Это мышление не будет заканчиваться. Пока есть жизнь, будет продолжаться мышление. Будет существовать память. Каждый раз, когда рождается мысль, рождаетесь «вы». Это «ваше» рождение. Когда вы не даете ей жизнь, она не может там оставаться и сгорает. Это горение представляет собой процесс, который дает вам энергию, в ином случае мышление изнашивает всю вашу систему.

 

Терри: Так что мышление естественно.

У. Г.: Мышление естественно.

 

Терри: «Я» – это непрерывность мышления.

У. Г.: «Я» соединяет мысли и дает ему непрерывность. Самость – это координатор. Здесь он не существует. Но почему вы всегда координируете эти мысли? Психологи будут говорить вам, что если вы этого не делаете, значит, с вами что‑то не так.

 

Терри: Но разве нам не нужно «я», чтобы жить?

У. Г.: А вы живете? Это нечто мертвое. Это не жизнь. Вы привносите в свое переживание мертвую память. Каждый раз, когда вы едите персик, возвращается вкус того персика, который вы ели десять лет назад.

Каждый раз, когда я ем персик или манго, я не знаю, каков вкус. Вы думаете, что это безумный способ жить, но это не так. Это значит жить все время, каждый момент, и это живое выражает себя. Оно проявляется по‑своему и осознает свои невероятные глубины. И ты никогда не можешь делать это частью своего знания и передавать это другим. Это вовсе не знание, не опыт. Это нужно жить, проживать.

Но вы хотите опыта. Если вы хотите становиться лучшим человеком, более умным или духовным, вам приходится следовать какой‑то технике и потому идти в какую‑то школу, церковь или к гуру.

Вы говорите о любви. Почему? Спустя две тысячи лет мы все еще говорим о любви. Если есть какая‑то другая любовь, которой вы не знаете, как она может вас интересовать? Вы только воображаете, проецируете другой вид любви, но это расширение того же самого.
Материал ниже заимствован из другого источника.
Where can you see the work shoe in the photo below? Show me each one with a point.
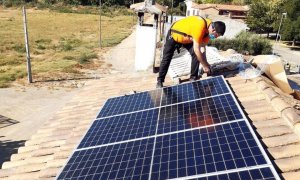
(193, 79)
(159, 84)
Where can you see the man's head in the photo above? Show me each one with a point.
(216, 29)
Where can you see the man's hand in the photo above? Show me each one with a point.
(206, 69)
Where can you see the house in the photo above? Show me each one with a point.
(231, 11)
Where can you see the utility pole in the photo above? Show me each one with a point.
(283, 15)
(27, 46)
(100, 45)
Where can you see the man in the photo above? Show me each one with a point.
(193, 33)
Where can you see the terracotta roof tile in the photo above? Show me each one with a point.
(285, 151)
(266, 132)
(283, 140)
(51, 146)
(267, 123)
(48, 173)
(291, 175)
(288, 164)
(264, 116)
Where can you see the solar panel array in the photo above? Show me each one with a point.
(190, 131)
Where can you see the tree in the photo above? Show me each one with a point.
(263, 15)
(291, 26)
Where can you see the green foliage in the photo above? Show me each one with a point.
(68, 44)
(20, 48)
(291, 25)
(87, 57)
(244, 42)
Вы придумали эти вещи, эти моральные абсолюты, которые не существуют. На самом деле вы просто даете непрерывность самому «себе».

 

Терри: Что дает непрерывность?

У. Г.: Вы хотите держаться за эти вещи, и именно это дает «я» непрерывность. То, что вы считаете удовольствием и держитесь за это, на самом деле боль, поскольку душит там жизнь. Это все равно что сдерживать дыхание. Почему вы это делаете? Потому что это вам нравилось раньше, и поэтому вы хотите за это держаться, но оно движется, оно не может там оставаться. Вы должны двигаться вместе с движением, но вы этого не делаете. В этом ваша проблема, и это боль или печаль, – вы все время страдаете.
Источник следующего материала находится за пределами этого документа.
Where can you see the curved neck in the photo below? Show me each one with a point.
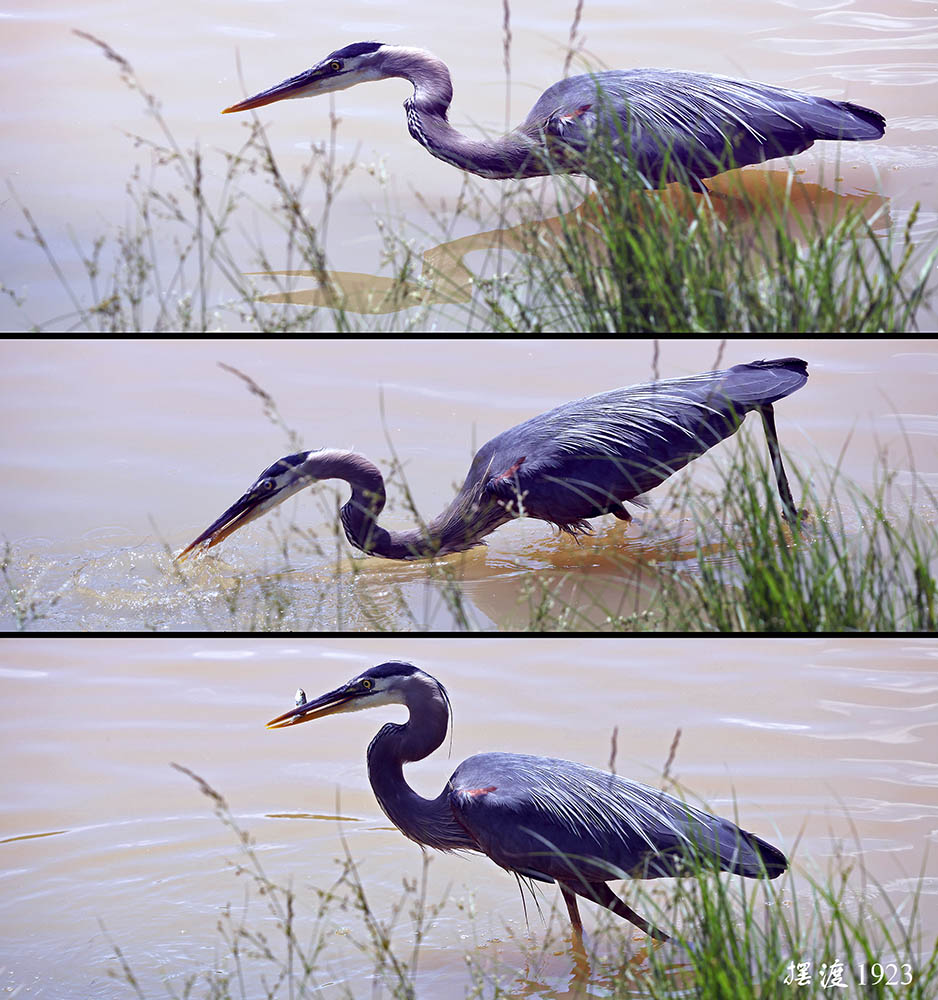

Конец непрерывности – это смерть. Не действительная смерть. Что заканчивается? Об этом написаны многие тома, и люди говорили об этом тысячи лет. Что такое смерть? Когда я задаю этот вопрос самому себе, уверяю вас, это чистый звук, шум, и не приходит никакой ответ. Никакого ответа нет, и это выражение жизни, это жизнь, и это не имеет ни начала, ни конца. Это бессмертие. Ты – часть той бессмертной структуры, которая не является структурой.

 

Терри: На днях вы говорили, что вопрос бы не возникал, если бы не было знания.

У. Г.: Без знания нет вопросов и нет «тебя». «Ты» и есть знание. Именно посредством этого знания ты себя отождествляешь. Это моя рука, мои глаза, мои вещи, мое тело, мой опыт и так далее.
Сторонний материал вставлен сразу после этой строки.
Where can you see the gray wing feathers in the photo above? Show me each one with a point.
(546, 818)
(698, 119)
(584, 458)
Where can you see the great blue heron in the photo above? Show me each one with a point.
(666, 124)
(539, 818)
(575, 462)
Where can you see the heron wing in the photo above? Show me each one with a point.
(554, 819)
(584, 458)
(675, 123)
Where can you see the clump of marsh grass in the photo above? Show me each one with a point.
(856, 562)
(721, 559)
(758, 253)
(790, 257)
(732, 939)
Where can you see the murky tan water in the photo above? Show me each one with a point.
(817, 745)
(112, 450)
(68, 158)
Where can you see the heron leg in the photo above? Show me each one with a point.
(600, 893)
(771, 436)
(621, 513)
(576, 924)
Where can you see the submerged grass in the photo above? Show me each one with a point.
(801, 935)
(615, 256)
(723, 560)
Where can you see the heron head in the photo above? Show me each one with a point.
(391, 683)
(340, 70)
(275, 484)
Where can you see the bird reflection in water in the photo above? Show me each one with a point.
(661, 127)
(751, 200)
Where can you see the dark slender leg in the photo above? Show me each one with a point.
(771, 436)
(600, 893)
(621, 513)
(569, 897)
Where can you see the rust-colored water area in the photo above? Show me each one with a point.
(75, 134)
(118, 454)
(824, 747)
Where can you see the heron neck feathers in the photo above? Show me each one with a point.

Если вы порежете мой палец, то вследствие ощущения я буду на него смотреть и удивляться, что это за красная штука из него вытекает. Поскольку здесь не действует никакое знание, будет это удивление. Это факт.

 

Терри: Означает ли это, что есть сознание вне тела?

У. Г.: Это выдумка вашего ума. Если бы существовало запредельное, вы никак бы не могли о нем знать. Вы сами – то движение. Но вы отделяете себя, чтобы выяснить, что это такое, и все, что вы можете находить посредством такого исследования, – нечто мертвое, написанное или сказанное об этом кем‑то или какой‑то традицией. Это мертвое, неживое.

Это все одно, и оно выражает себя здесь. Не важно, называете ли вы это осознаванием, или чистым сознанием, или просветленностью. Но вы должны знать, что это просветление, или озарение, – не что иное, как простое и чистое физическое и физиологическое.

Глаза подобны двум линзам фотокамеры. Если ты закрываешь глаза, в них все равно проникает свет; поскольку там нет формы, нет формы для этого тела, все это (свет) является жизнью. В Индии этот свет золотой; здесь (в Европе) он синий.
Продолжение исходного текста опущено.